L'aumento dei tassi d'interesse negli USA è arrivato già da un mese. E una delle grande incognite per gli investitori era capire come il mercato del fixed income avrebbe reagito. Adesso lo sappiamo: la resistenza mostrata da questa asset class è stata maggiore di quella che molti investitori si aspettavano, soprattutto negli Stati Uniti. Il rendimento offerto dai fondi sovrani, corporate e high yield americani da quando la Federal Reserve ha aumentato i tassi d'interesse fino allo 0,5% è stato positivo. Per tutti e tre i segmenti.

Secondo i dati di Morningstar Direct, il rendimento medio di Tresauries negli ultimi 30 giorni raggiunge il 2,1%, mentre il ritorno medio offerto nello stesso periodo dalla categoria corporate americana è dell'1,8%. Anche la categoria di high yield ha generato ritorni positivi, anche se un po' inferiori (0,9%). È interessante osservare proprio il comportamento degli high yield: è stato difensivo nei 20 giorni posteriori all'annuncio di Janet Yellen, generando ritorni del 3%, anche se il calo del prezzo del petrolio dall'inizio dell'anno (il peso del settore energetico nell'indice è del 15%) e la forte avversione al rischio (il cui effetto più visibile è stato il crollo delle borse) hanno ridotto di molto i rendimenti di questa asset class (vedi grafico 1: fonte Morningstar Direct).

 

 

In Europa la tendenza è stata simile, anche se con ritorni molto più esigui. La categoria dei fondi che ha generato più reddito nelle ultime quattro settimane è stata quella che scommette sul debito pubblico (0,03%).
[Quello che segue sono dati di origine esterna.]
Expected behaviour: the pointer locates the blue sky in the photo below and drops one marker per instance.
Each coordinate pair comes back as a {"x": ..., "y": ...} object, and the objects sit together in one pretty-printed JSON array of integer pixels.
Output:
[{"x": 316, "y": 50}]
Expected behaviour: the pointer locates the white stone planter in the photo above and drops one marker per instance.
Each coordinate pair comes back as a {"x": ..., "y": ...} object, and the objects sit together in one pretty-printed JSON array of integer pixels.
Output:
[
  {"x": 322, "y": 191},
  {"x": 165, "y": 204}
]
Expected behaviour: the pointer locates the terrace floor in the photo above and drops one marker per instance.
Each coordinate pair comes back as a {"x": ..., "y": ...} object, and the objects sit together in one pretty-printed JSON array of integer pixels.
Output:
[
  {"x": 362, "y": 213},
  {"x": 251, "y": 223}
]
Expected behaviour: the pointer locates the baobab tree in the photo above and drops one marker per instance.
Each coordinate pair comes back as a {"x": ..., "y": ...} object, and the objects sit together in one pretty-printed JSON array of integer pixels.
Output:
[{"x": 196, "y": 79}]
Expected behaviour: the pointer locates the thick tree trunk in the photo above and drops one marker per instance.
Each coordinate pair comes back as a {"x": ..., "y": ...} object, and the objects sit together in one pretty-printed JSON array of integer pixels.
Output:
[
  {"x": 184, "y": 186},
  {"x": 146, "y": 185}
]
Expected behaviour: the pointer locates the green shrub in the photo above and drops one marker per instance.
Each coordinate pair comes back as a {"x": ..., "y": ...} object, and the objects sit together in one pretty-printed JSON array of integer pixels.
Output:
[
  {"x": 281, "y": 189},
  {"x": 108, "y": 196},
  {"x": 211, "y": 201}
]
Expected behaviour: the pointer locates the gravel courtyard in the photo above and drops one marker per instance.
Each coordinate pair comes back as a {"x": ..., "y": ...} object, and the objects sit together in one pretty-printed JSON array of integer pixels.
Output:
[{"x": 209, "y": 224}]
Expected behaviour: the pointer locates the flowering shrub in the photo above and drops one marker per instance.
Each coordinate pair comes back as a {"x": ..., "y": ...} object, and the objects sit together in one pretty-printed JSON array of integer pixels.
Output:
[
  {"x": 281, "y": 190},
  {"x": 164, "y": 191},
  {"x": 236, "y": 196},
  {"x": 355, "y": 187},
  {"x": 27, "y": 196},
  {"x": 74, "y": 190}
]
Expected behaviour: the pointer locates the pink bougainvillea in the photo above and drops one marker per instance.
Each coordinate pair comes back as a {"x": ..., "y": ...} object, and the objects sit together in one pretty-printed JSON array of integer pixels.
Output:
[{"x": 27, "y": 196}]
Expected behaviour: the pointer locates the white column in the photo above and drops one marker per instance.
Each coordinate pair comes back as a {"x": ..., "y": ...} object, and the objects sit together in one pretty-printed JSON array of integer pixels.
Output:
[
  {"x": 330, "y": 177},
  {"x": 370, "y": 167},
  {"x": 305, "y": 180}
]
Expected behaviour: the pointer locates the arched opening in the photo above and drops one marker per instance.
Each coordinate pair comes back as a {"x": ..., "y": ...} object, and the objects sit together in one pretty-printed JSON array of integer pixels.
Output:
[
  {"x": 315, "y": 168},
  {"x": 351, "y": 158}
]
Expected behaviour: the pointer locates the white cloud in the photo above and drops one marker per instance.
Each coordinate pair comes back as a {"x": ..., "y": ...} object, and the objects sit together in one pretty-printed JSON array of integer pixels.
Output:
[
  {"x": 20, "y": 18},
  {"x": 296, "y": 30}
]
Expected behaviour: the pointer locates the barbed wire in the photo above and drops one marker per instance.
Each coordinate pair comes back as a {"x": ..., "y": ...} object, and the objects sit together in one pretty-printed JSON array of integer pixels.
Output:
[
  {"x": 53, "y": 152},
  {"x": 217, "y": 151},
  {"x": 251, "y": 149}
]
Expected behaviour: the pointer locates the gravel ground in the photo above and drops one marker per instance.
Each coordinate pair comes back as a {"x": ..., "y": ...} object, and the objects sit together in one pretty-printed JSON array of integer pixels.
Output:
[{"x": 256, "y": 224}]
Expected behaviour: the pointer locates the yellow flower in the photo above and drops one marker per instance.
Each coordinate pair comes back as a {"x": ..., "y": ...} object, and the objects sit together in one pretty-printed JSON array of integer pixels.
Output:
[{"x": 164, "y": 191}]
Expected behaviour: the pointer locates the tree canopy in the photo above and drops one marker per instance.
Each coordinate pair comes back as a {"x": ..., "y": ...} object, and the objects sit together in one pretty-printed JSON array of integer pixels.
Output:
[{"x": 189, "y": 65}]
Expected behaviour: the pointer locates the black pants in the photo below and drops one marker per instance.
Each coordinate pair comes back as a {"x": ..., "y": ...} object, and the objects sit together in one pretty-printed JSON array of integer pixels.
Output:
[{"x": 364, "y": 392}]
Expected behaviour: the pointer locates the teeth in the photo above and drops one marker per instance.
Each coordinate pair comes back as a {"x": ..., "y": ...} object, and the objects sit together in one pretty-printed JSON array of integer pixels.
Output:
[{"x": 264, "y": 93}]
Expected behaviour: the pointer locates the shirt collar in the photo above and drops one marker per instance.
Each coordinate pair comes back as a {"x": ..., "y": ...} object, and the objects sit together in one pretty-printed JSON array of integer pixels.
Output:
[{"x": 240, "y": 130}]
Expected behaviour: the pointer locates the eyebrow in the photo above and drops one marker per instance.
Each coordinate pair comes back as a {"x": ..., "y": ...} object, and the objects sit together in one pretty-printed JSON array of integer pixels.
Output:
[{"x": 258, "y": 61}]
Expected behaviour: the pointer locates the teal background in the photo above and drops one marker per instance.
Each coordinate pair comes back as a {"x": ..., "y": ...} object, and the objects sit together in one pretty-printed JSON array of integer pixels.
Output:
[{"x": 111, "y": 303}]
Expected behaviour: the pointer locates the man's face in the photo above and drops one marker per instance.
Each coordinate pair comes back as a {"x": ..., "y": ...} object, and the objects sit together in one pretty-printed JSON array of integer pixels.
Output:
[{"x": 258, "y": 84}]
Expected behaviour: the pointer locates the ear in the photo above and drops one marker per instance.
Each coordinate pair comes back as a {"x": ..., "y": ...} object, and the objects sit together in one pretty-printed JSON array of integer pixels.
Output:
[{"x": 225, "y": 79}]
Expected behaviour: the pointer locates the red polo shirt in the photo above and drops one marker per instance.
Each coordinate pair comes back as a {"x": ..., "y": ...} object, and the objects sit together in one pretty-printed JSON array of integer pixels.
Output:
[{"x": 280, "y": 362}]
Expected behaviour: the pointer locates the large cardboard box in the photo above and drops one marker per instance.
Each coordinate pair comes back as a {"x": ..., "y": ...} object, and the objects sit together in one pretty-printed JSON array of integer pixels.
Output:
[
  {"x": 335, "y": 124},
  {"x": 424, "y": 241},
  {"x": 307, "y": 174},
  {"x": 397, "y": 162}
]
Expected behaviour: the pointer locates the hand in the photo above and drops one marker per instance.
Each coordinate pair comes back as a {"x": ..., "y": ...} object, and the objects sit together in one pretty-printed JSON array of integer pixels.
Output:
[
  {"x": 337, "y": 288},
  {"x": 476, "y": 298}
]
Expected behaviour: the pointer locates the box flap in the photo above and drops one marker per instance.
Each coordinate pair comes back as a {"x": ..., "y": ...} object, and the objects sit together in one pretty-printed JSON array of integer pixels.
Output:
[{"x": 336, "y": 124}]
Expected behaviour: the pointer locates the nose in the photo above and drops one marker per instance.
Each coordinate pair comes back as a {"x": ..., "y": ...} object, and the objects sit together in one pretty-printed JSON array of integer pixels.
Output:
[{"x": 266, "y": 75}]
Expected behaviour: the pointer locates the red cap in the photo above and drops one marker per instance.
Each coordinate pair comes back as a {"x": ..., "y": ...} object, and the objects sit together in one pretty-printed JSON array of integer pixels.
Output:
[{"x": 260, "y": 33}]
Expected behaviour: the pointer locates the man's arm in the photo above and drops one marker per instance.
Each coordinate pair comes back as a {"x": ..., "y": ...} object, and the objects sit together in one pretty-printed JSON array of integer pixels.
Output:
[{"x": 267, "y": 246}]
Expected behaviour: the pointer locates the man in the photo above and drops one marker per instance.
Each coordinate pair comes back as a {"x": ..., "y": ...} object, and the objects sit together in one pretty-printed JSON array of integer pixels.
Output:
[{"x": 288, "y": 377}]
I rendimenti medi del settore corporate e high yield europeo invece sono stati negativi, nello specifico rispettivamente del -0,3% e del -0.5%. (vedi grafico 2: fonte Morningstar Direct). I flussi che si sono rifugiati in asset più sicuri hanno portato i titoli di Stato core a livelli ancora più bassi in entrambe le sponde dell'Atlantico. Questo è quello che ha provocato un cambio radicale del comportamento dei differenti segmenti dell'obbligazionario nel 2016 e che spiega come i fondi legati al debito pubblico siano stati quelli che hanno registrato risultati migliori nell'ultimo mese.

 

"L'annuncio della Fed, ampliamento anticipato e accompagnato da un discorso molto accomodante in merito al ritmo dei prossimi rialzi, non ha generato tensioni nei titoli di Stato a 10 anni", spiega Didier Saint-Georges, del dipartimento di Investimenti di Carmignac. Di fatto questo segmento di mercato si è rilassato. Per Generali Investments questo comportamento non è strano. "Il recente calo del prezzo del petrolio implica che gli effetti di base non diminuiranno e che la possibilità che l'inflazione spinga verso l'alto i tassi d'interesse core rimane piuttosto lontana. Di fatto, se i prezzi del greggio si mantengono ai livelli attuali, l'inflazione generale diminuirà nei prossimi mesi sia nell'Eurozona che negli Stati Uniti". In base all'evoluzione dei prezzi, potremmo dunque tornare a vedere tassi d'inflazione negativi nell'area Euro. "Inoltre, se i timori macroeconomici sulla Cina peggiorano e finiscono per contagiare i mercati finanziari sviluppati, il recupero economico potrebbe fermarsi. È poco probabile che queste questioni si risolvano da un giorno all'altro, cosa che potrebbe limitare qualsiasi rialzo potenziale dei tassi d'interesse dei bond core, almeno a breve termine", dicono dalla SGR.